Juan Carlos Espinosa, an associate dean of the Honors College at Florida International University, says Juanes has every right to perform in Cuba, but "what I object to is that he says his performing in Cuba is not a political act. Choosing to perform in Cuba, where everything is politicized and a military regime has ruled for 50 years, is in and of itself a political decision." Sitting in his sun-filled home in Key Biscayne on Tuesday, Juanes said the concert is a way to go beyond politics, and to inspire both sides to reach out to each other in a different way.
"I cannot give answers to all these questions people are asking me" about politics in Cuba, he said. "It's not my strength. It's not something I can control. . . We are musicians, not politicians.
"It seems to me that Cuba is a country that's been isolated for many years, for historic reasons that we all know," he added. "I respect that profoundly. I know that what has happened has been hard. But we're talking about now, the present, today."
Juanes says what matters is that he will be playing for an expected audience of more than 600,000 Cubans who almost never have the chance to hear musicians outside the island.
Juanes will be joined by pop singers Miguel Bosé of Spain, Olga Tañon from Puerto Rico, and by the Cuban artists Silvio Rodríguez and Los Van Van. Unlike previous concerts featuring foreign pop stars -- a 1979 event with Billy Joel and one in 1999 with Bonnie Raitt and members of The Police -- there will be no restrictions on who can attend, he says. They will perform in front of the National Library, the same location where Pope John Paul II gave a Mass in 1998, instead of in front of politically controversial monuments to Che Guevara and Jose Martí.
"How great it'll be to be there and see this plaza that's so big filled with an immense quantity of people enjoying artists that they want to see," Juanes says. "And we want to see them too. We want to see the Cuban people."
A number of Cuban-American groups have also come out in support of Juanes' efforts, and the singer says much of what he hears from his many Cuban friends in Miami is positive. Exiles who want to change the dialogue with the island applaud the star's efforts.
"I believe in Juanes' honesty," says Miami musician, writer and teacher Alfredo Triff. "I don't think he should have to make any statements. All he has to do is play. I'm sure a bunch of people are dying to hear him. This concert can be a force for good."

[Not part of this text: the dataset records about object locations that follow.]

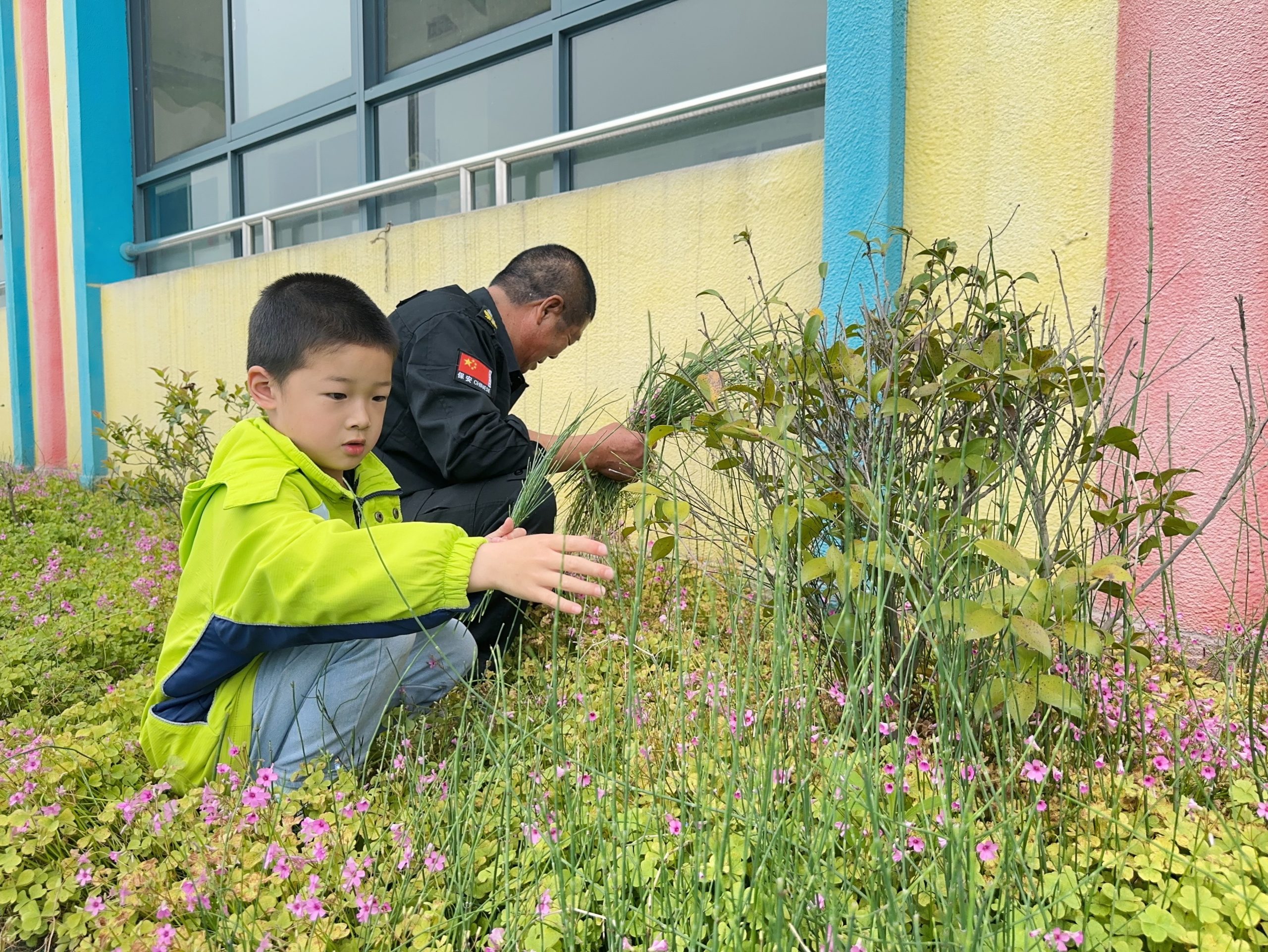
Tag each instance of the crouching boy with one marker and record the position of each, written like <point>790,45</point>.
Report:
<point>306,606</point>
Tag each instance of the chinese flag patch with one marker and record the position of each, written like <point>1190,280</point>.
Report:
<point>475,372</point>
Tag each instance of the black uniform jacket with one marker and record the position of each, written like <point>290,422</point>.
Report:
<point>453,386</point>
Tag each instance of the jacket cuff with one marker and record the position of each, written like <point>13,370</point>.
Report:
<point>458,571</point>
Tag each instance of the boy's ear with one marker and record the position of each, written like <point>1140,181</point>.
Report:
<point>263,387</point>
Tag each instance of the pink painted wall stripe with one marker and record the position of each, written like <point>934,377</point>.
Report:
<point>41,203</point>
<point>1210,173</point>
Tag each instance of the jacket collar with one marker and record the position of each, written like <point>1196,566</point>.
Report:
<point>485,300</point>
<point>254,458</point>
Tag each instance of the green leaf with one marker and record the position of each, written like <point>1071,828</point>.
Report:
<point>897,406</point>
<point>1004,556</point>
<point>814,568</point>
<point>1058,692</point>
<point>1082,635</point>
<point>1021,700</point>
<point>642,490</point>
<point>658,432</point>
<point>1111,568</point>
<point>662,547</point>
<point>983,623</point>
<point>1031,634</point>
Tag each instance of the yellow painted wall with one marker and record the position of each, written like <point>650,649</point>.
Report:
<point>652,244</point>
<point>1011,107</point>
<point>5,397</point>
<point>60,116</point>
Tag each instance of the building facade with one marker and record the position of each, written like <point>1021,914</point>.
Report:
<point>126,125</point>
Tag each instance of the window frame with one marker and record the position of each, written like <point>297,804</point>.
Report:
<point>370,88</point>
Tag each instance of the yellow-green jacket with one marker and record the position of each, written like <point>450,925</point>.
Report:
<point>275,553</point>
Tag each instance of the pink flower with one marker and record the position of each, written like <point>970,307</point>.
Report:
<point>435,860</point>
<point>1035,771</point>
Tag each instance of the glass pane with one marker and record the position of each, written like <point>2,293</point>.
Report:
<point>284,50</point>
<point>690,49</point>
<point>420,28</point>
<point>311,162</point>
<point>505,105</point>
<point>186,74</point>
<point>431,201</point>
<point>183,203</point>
<point>725,135</point>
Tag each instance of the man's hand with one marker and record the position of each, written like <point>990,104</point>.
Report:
<point>505,531</point>
<point>538,567</point>
<point>617,452</point>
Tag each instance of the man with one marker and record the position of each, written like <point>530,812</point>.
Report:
<point>449,436</point>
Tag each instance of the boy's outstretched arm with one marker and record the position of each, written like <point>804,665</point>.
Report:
<point>534,567</point>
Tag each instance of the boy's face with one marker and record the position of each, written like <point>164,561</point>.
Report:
<point>331,407</point>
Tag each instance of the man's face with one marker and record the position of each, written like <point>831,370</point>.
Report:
<point>549,335</point>
<point>331,407</point>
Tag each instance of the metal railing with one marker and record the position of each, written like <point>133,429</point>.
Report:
<point>500,161</point>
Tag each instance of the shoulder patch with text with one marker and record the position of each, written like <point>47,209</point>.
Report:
<point>475,372</point>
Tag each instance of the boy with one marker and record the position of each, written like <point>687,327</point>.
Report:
<point>306,605</point>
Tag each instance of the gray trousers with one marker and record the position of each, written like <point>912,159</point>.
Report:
<point>324,699</point>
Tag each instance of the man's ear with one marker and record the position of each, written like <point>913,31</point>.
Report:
<point>551,307</point>
<point>263,387</point>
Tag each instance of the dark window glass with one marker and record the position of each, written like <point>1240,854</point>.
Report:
<point>690,49</point>
<point>284,50</point>
<point>505,105</point>
<point>311,162</point>
<point>186,74</point>
<point>186,202</point>
<point>422,28</point>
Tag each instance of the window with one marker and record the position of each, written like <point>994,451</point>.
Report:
<point>252,105</point>
<point>501,106</point>
<point>700,47</point>
<point>689,49</point>
<point>313,162</point>
<point>186,202</point>
<point>420,28</point>
<point>186,75</point>
<point>283,50</point>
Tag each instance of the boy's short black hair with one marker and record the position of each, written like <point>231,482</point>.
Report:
<point>551,269</point>
<point>307,312</point>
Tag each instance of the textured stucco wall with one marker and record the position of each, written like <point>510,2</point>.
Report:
<point>5,396</point>
<point>1011,109</point>
<point>652,244</point>
<point>1210,184</point>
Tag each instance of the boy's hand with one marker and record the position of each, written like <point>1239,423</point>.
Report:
<point>533,567</point>
<point>506,530</point>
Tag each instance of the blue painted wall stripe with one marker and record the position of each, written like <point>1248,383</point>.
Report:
<point>21,396</point>
<point>101,114</point>
<point>865,113</point>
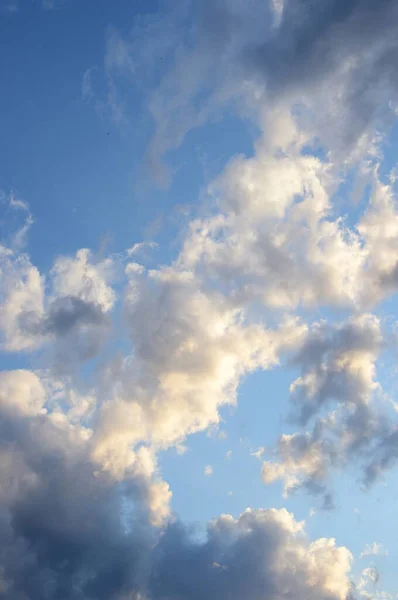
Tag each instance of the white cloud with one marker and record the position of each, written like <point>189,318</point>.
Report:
<point>374,550</point>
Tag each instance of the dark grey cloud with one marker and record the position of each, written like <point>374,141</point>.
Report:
<point>338,57</point>
<point>62,531</point>
<point>78,327</point>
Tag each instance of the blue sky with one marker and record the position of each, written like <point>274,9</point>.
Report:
<point>198,282</point>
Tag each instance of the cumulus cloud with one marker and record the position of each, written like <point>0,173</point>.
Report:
<point>337,391</point>
<point>84,512</point>
<point>374,550</point>
<point>261,554</point>
<point>73,313</point>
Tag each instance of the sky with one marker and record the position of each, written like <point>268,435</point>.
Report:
<point>198,311</point>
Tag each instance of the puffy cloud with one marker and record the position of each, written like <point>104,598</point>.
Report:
<point>338,365</point>
<point>22,294</point>
<point>339,376</point>
<point>261,554</point>
<point>191,348</point>
<point>374,550</point>
<point>312,53</point>
<point>68,530</point>
<point>72,314</point>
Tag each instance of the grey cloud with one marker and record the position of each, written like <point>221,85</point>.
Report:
<point>336,55</point>
<point>326,360</point>
<point>78,327</point>
<point>62,530</point>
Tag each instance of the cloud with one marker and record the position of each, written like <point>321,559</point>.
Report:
<point>312,53</point>
<point>69,531</point>
<point>73,314</point>
<point>260,554</point>
<point>374,550</point>
<point>336,391</point>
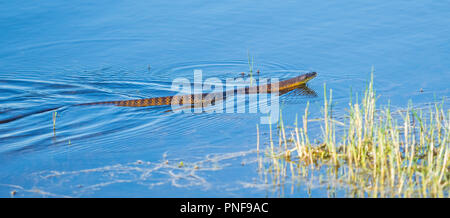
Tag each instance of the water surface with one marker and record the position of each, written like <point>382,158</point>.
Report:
<point>57,54</point>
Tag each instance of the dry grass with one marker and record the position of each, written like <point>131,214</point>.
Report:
<point>379,153</point>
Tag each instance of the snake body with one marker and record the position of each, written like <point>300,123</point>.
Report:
<point>193,99</point>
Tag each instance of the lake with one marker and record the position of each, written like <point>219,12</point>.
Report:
<point>56,54</point>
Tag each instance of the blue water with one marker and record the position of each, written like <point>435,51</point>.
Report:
<point>62,53</point>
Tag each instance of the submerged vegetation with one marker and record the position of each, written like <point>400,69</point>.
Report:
<point>373,152</point>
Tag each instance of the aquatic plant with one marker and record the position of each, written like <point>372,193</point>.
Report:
<point>376,153</point>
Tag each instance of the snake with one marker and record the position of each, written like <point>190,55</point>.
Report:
<point>280,87</point>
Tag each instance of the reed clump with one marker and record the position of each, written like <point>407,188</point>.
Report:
<point>377,153</point>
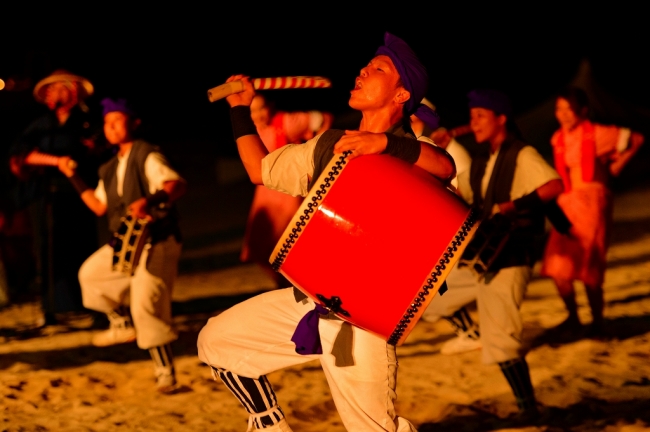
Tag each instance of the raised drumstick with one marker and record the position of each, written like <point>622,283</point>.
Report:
<point>293,82</point>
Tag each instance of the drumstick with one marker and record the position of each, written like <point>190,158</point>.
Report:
<point>460,130</point>
<point>46,159</point>
<point>293,82</point>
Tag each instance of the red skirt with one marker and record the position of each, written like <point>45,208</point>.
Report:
<point>582,255</point>
<point>270,213</point>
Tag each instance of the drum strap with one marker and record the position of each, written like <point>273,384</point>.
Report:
<point>325,148</point>
<point>307,337</point>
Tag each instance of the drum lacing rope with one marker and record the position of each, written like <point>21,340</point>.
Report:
<point>433,279</point>
<point>335,170</point>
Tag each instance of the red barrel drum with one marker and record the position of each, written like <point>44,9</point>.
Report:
<point>373,242</point>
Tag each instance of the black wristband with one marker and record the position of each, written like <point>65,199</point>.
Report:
<point>79,185</point>
<point>557,217</point>
<point>407,149</point>
<point>532,201</point>
<point>242,123</point>
<point>159,197</point>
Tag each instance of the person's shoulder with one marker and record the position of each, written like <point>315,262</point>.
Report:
<point>106,165</point>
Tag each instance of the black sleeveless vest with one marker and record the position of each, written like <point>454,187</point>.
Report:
<point>324,149</point>
<point>136,186</point>
<point>528,226</point>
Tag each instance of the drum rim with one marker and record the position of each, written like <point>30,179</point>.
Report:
<point>325,181</point>
<point>436,278</point>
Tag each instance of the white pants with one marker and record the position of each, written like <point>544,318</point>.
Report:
<point>253,339</point>
<point>498,302</point>
<point>149,289</point>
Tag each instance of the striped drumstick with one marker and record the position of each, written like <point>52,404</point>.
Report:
<point>292,82</point>
<point>460,130</point>
<point>46,159</point>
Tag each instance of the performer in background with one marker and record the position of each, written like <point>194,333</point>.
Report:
<point>271,210</point>
<point>254,338</point>
<point>586,156</point>
<point>139,181</point>
<point>67,129</point>
<point>509,179</point>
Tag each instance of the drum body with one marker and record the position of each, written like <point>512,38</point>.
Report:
<point>128,243</point>
<point>373,242</point>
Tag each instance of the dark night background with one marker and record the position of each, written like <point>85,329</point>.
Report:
<point>165,60</point>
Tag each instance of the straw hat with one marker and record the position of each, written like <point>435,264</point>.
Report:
<point>85,87</point>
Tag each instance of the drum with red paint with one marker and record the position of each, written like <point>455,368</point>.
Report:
<point>373,242</point>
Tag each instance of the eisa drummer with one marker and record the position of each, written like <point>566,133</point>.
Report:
<point>256,337</point>
<point>139,181</point>
<point>508,180</point>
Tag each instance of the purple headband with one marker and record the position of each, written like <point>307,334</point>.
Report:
<point>412,72</point>
<point>490,99</point>
<point>120,105</point>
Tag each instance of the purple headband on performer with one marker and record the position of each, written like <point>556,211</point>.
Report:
<point>413,74</point>
<point>121,105</point>
<point>490,99</point>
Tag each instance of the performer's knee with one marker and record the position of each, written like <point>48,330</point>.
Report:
<point>209,341</point>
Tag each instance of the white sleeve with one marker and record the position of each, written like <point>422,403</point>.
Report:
<point>158,171</point>
<point>289,168</point>
<point>623,139</point>
<point>100,192</point>
<point>531,172</point>
<point>315,120</point>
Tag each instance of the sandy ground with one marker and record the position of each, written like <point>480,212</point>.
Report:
<point>54,380</point>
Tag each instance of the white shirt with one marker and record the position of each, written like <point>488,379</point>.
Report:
<point>156,170</point>
<point>461,157</point>
<point>531,172</point>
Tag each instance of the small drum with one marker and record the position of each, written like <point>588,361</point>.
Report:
<point>487,243</point>
<point>128,242</point>
<point>373,242</point>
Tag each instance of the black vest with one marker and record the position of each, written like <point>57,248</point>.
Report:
<point>324,150</point>
<point>136,186</point>
<point>528,227</point>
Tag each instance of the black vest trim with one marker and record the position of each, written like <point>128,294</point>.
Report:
<point>135,187</point>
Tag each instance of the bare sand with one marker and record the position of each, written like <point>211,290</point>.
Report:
<point>54,380</point>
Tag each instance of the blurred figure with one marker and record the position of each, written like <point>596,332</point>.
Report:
<point>586,156</point>
<point>65,230</point>
<point>16,246</point>
<point>138,181</point>
<point>444,139</point>
<point>271,211</point>
<point>508,181</point>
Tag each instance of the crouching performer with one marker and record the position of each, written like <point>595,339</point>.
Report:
<point>248,341</point>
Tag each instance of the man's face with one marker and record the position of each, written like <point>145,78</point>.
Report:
<point>565,115</point>
<point>260,112</point>
<point>485,123</point>
<point>376,85</point>
<point>118,127</point>
<point>60,94</point>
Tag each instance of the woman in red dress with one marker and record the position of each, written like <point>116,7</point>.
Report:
<point>586,156</point>
<point>271,211</point>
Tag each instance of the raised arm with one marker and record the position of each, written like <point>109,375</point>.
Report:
<point>86,193</point>
<point>431,158</point>
<point>534,200</point>
<point>250,146</point>
<point>621,159</point>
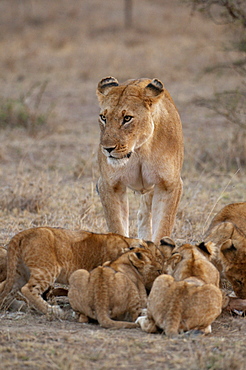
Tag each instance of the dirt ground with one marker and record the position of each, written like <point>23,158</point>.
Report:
<point>52,55</point>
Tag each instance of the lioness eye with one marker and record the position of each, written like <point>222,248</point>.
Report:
<point>127,119</point>
<point>103,118</point>
<point>238,282</point>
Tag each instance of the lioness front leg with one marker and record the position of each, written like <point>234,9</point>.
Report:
<point>145,216</point>
<point>115,205</point>
<point>164,208</point>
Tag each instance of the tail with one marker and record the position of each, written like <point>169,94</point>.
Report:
<point>173,315</point>
<point>102,304</point>
<point>12,260</point>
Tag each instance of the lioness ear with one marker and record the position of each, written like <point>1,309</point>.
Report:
<point>228,250</point>
<point>166,246</point>
<point>105,85</point>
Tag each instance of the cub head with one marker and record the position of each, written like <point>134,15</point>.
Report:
<point>125,118</point>
<point>189,260</point>
<point>146,265</point>
<point>233,257</point>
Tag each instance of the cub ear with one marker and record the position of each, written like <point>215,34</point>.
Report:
<point>107,263</point>
<point>154,88</point>
<point>228,250</point>
<point>207,248</point>
<point>166,246</point>
<point>136,258</point>
<point>105,85</point>
<point>174,260</point>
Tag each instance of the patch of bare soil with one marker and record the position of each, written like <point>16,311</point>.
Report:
<point>48,175</point>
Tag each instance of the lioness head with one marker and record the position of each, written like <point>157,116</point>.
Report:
<point>125,118</point>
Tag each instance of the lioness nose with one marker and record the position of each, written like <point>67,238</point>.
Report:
<point>109,149</point>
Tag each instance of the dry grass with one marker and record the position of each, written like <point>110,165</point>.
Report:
<point>48,178</point>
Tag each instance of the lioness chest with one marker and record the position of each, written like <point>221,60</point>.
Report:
<point>136,176</point>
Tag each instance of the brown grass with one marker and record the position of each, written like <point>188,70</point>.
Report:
<point>49,178</point>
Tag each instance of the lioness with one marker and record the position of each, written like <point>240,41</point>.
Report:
<point>3,263</point>
<point>141,147</point>
<point>176,306</point>
<point>40,256</point>
<point>190,298</point>
<point>227,232</point>
<point>115,289</point>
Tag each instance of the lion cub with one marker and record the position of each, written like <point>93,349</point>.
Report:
<point>115,290</point>
<point>176,306</point>
<point>189,299</point>
<point>227,232</point>
<point>40,256</point>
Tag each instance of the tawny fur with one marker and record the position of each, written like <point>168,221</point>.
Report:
<point>177,306</point>
<point>114,291</point>
<point>192,261</point>
<point>190,299</point>
<point>141,147</point>
<point>38,257</point>
<point>227,233</point>
<point>3,263</point>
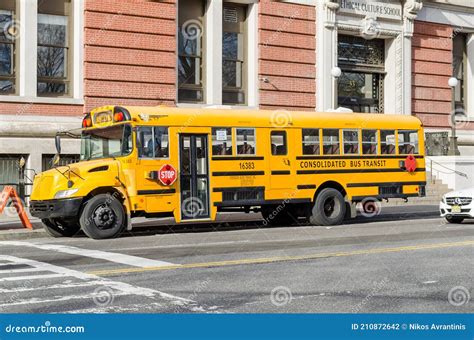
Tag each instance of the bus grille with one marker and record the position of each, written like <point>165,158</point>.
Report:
<point>458,200</point>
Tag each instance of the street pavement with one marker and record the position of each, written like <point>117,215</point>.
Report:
<point>403,260</point>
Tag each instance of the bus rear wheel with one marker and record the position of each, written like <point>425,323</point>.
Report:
<point>329,208</point>
<point>103,216</point>
<point>55,227</point>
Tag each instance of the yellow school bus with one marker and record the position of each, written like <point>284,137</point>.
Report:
<point>191,164</point>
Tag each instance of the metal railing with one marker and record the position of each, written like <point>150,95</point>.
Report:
<point>446,171</point>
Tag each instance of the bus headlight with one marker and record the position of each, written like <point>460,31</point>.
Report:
<point>65,193</point>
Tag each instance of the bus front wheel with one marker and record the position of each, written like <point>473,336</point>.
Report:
<point>329,208</point>
<point>103,217</point>
<point>61,228</point>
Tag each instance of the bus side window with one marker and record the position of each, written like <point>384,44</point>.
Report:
<point>331,142</point>
<point>161,142</point>
<point>407,142</point>
<point>221,141</point>
<point>387,142</point>
<point>351,142</point>
<point>310,142</point>
<point>152,142</point>
<point>144,140</point>
<point>245,141</point>
<point>278,143</point>
<point>369,142</point>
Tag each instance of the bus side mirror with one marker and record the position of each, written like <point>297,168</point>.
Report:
<point>56,159</point>
<point>57,141</point>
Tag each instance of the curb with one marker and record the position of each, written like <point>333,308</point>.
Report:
<point>7,235</point>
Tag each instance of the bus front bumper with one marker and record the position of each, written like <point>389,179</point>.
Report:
<point>62,208</point>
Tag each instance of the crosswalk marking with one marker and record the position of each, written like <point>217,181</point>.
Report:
<point>31,277</point>
<point>130,260</point>
<point>117,288</point>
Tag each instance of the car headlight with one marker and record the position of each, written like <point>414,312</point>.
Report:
<point>65,193</point>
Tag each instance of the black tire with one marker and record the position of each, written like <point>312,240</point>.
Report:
<point>454,219</point>
<point>278,215</point>
<point>329,208</point>
<point>55,227</point>
<point>103,216</point>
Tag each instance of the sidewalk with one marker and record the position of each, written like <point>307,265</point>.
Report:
<point>12,229</point>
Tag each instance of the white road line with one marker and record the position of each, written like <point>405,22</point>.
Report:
<point>20,270</point>
<point>123,288</point>
<point>31,277</point>
<point>130,260</point>
<point>81,284</point>
<point>33,301</point>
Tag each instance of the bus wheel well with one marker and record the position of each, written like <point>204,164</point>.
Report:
<point>330,184</point>
<point>105,190</point>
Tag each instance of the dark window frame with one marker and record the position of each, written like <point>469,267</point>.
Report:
<point>285,143</point>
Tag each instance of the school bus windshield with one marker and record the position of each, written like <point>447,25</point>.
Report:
<point>114,141</point>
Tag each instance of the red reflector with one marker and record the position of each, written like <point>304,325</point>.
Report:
<point>118,117</point>
<point>87,122</point>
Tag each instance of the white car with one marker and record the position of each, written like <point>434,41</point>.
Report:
<point>455,206</point>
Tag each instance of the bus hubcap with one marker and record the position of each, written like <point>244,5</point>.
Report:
<point>329,207</point>
<point>104,217</point>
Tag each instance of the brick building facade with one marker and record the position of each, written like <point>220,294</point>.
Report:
<point>394,56</point>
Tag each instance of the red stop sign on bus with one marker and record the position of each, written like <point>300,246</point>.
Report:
<point>167,174</point>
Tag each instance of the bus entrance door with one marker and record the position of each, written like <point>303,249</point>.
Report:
<point>194,176</point>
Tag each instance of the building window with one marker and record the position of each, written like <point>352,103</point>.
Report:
<point>459,69</point>
<point>360,86</point>
<point>233,54</point>
<point>8,34</point>
<point>190,51</point>
<point>53,47</point>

The concert comes as the Obama administration has eased restrictions on Cuban-American travel and remittances to the island, and amid speculation that it is considering further changes to U.S.-Cuba policy, including a return to the people-to-people cultural exchanges promoted by the Clinton administration. Later this year the New York Philharmonic will play in Cuba.
This month, a State Department official told El Nuevo Herald that the department was in favor of these kinds of cultural exchanges.
Juanes' first move in planning the event was to meet with Secretary of State Hillary Clinton and members of the administration and Congress in May, to see if they would support his efforts and give permission to the U.S. musicians and technicians to come to the show.
"This is the right moment to start something," Juanes says. "In the last administration, for sure we weren't talking about this. But with this administration, with Obama as president, I believe it's different."
Juanes staged the first Paz Sin Fronteras concert in March 2008, on the Colombia-Venezuela border as tensions between the two countries seemed about to turn into armed conflict. That show, which included Bosé and other Latin stars, drew 100,000 people.
But Juanes says many of the artists who were originally going to join him in Cuba have dropped out. He and his manager have been seeking sponsors but so far have not found any, and say they will cover the approximately $300,000 cost themselves.
"I don't need to do this," Juanes says. "I'm doing this because I really believe that music is powerful.
"Yes, maybe I'm a dreamer. But I'm not going to change. If after the concert nothing positive happens, that's a risk I'm taking."